After the passing of violet, things started happening and I was beginning to enjoy the ride for real. None of the notes seemed especially prominent but they all seemed to be there at some point in time. I was waiting for an orange blossom tropical seductiveness and I got it. Not the orange blossom or tropical but seductiveness made by rose, jasmine, juicy orange, probably orchid as well but I cannot say for sure since I’m not positive yet on the orchid smell.

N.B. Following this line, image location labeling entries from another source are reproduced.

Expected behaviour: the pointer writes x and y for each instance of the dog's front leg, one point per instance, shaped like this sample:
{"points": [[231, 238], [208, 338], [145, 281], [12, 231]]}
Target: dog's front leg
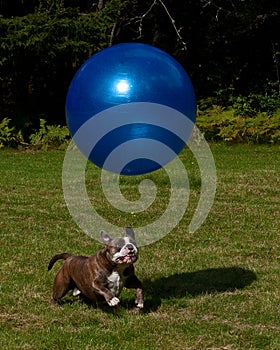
{"points": [[110, 298], [133, 282]]}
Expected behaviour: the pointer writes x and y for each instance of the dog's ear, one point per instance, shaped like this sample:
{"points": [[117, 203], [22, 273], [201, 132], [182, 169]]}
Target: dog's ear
{"points": [[105, 237], [129, 232]]}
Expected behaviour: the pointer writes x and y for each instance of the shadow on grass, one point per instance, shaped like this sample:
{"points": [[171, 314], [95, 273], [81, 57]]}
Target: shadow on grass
{"points": [[183, 285], [192, 284]]}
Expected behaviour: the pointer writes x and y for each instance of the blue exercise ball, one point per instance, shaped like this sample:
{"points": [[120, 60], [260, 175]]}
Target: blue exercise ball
{"points": [[130, 108]]}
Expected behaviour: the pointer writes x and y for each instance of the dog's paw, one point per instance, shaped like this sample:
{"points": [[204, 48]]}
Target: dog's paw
{"points": [[140, 305], [114, 301]]}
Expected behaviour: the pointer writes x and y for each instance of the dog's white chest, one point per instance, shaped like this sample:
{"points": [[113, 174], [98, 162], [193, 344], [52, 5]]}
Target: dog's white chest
{"points": [[116, 283]]}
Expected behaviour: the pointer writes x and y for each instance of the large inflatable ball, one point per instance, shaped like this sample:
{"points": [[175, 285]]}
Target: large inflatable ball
{"points": [[131, 108]]}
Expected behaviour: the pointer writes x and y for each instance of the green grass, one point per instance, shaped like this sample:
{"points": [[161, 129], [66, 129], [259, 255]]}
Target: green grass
{"points": [[215, 289]]}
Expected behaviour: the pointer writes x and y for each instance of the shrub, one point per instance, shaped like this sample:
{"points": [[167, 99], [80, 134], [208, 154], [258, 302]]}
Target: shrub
{"points": [[218, 124], [8, 136], [50, 136]]}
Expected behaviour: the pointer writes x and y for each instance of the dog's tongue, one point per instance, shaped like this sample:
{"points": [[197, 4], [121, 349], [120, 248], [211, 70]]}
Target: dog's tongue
{"points": [[126, 258]]}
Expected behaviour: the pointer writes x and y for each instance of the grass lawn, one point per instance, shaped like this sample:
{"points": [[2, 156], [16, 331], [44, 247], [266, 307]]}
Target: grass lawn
{"points": [[215, 289]]}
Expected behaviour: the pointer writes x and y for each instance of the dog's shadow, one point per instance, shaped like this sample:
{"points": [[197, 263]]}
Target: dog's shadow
{"points": [[182, 285], [192, 284]]}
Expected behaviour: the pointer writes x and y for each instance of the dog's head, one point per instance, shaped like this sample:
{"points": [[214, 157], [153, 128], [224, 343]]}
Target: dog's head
{"points": [[121, 250]]}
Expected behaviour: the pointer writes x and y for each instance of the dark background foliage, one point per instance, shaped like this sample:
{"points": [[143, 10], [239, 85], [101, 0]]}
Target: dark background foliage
{"points": [[230, 48]]}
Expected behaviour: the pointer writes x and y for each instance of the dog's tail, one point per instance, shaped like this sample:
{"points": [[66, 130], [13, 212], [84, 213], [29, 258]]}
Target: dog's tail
{"points": [[63, 256]]}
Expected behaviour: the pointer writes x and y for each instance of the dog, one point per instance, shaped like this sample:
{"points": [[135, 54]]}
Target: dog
{"points": [[102, 275]]}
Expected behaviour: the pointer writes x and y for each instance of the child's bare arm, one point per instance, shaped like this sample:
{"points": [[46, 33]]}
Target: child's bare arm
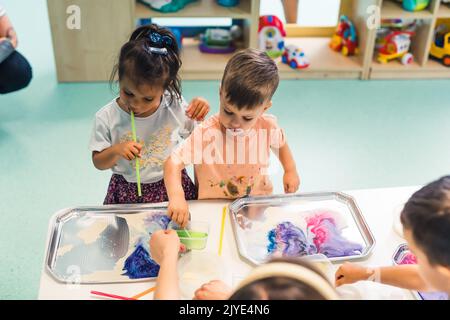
{"points": [[406, 276], [108, 158], [177, 209], [291, 180]]}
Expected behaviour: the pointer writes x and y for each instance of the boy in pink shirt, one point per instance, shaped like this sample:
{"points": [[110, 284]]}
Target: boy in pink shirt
{"points": [[231, 150]]}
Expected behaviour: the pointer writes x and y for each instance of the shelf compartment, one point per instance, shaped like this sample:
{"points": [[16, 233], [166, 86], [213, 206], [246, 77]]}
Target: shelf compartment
{"points": [[325, 63], [198, 9]]}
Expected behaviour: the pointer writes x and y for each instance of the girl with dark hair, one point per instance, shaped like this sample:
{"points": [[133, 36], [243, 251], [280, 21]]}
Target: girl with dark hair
{"points": [[150, 89], [426, 226]]}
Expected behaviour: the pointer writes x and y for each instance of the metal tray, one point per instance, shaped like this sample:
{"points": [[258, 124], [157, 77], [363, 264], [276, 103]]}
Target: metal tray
{"points": [[92, 244], [398, 258], [252, 216]]}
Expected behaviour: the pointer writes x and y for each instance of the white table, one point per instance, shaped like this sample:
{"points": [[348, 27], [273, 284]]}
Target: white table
{"points": [[377, 206]]}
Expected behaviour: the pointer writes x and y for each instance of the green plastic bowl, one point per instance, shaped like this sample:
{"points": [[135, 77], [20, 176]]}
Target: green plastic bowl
{"points": [[195, 235]]}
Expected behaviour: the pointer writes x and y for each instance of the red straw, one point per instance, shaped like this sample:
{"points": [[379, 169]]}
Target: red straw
{"points": [[108, 295]]}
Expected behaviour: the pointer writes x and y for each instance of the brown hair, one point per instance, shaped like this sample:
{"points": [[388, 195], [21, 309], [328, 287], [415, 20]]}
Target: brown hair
{"points": [[250, 79], [139, 64], [427, 216], [280, 288]]}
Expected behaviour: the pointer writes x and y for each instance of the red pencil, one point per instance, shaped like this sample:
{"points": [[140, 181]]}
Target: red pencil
{"points": [[108, 295]]}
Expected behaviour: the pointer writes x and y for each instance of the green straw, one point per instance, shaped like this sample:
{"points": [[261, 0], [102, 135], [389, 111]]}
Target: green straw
{"points": [[138, 175]]}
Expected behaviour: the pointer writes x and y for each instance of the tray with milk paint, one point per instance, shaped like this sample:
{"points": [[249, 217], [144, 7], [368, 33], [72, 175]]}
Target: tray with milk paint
{"points": [[107, 244], [404, 256], [328, 223]]}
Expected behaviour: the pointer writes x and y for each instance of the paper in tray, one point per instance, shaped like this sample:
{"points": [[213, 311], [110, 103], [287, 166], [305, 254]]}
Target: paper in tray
{"points": [[327, 223], [104, 244]]}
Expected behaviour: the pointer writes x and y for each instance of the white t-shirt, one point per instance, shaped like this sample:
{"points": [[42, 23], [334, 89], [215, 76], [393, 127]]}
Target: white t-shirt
{"points": [[159, 133]]}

The drydown on this smells like an opening on something, it’s that good and strong. Reminded me a bit of Ninfeo Mio due to sweetness and floral juiciness. And each time I smell my arm, I’m seduced more and more.

Turns out, I can live with violets on me. 🙂

SOTD: Eau d’Italie, Paestum Rose

OK, I realized today I will have to give Havana Vanille another go. Because it’s obvious to me that whatever Mr. Duchafour creates, I’m going to love it. 🙂 There must have been a mistake in my nose when smelling HV because it just can’t be. 🙂

As you probably know by now, I’m not a huge florals fan, rose especially, but there are always exceptions, and this is one of them. Oh, I really like this one (I think that the boozy opening helps). 🙂

Notes: davana, cinammon,, black pepper, pink pepper, black pepper, coriander, black currant buds, Turkish rose, peony, incense, osmanthus, elemi, tea, papyrus, benzoin, myrhh, opopponax, vetiver, patchouli, cedar, wenge wood, amber, white musk.

As you can see, there is a wealth of notes which I do not plan on getting entangled in. I love the beginning and I didn’t miss the rose this time (probably because it’s there in the title). It smells boozy (having this rum, thick quality to it) and slightly sweet. Of the notes in the beginning, I can smell the particular juiciness of black currants and the pink pepper – which I believe I am smelling due to the process of elimination. I’ve been finding this around a lot and learned to recognize the particular scent it brings with itself so I think I know it now (it gives the rose in Very Irresistible the same type of freshness). Anyway, I get a healthy dose of tea (I tend to lean toward black but that may be caused by black currant buds).

It smells like an idea of a wet rose, not aquatic but more like a rose inundated in fresh water. Quite lovely really. And totally wearable for me (I’ll try and locate a decant on MUA).

I lose the black currant and most of the rose in the drydown but I’m left with a drydown that is quite nice but doesn’t come close to the opening. I mean, it’s easy on the nose and smells warm and dry (all that wood, incense and benzoin which I love) but is only a drydown.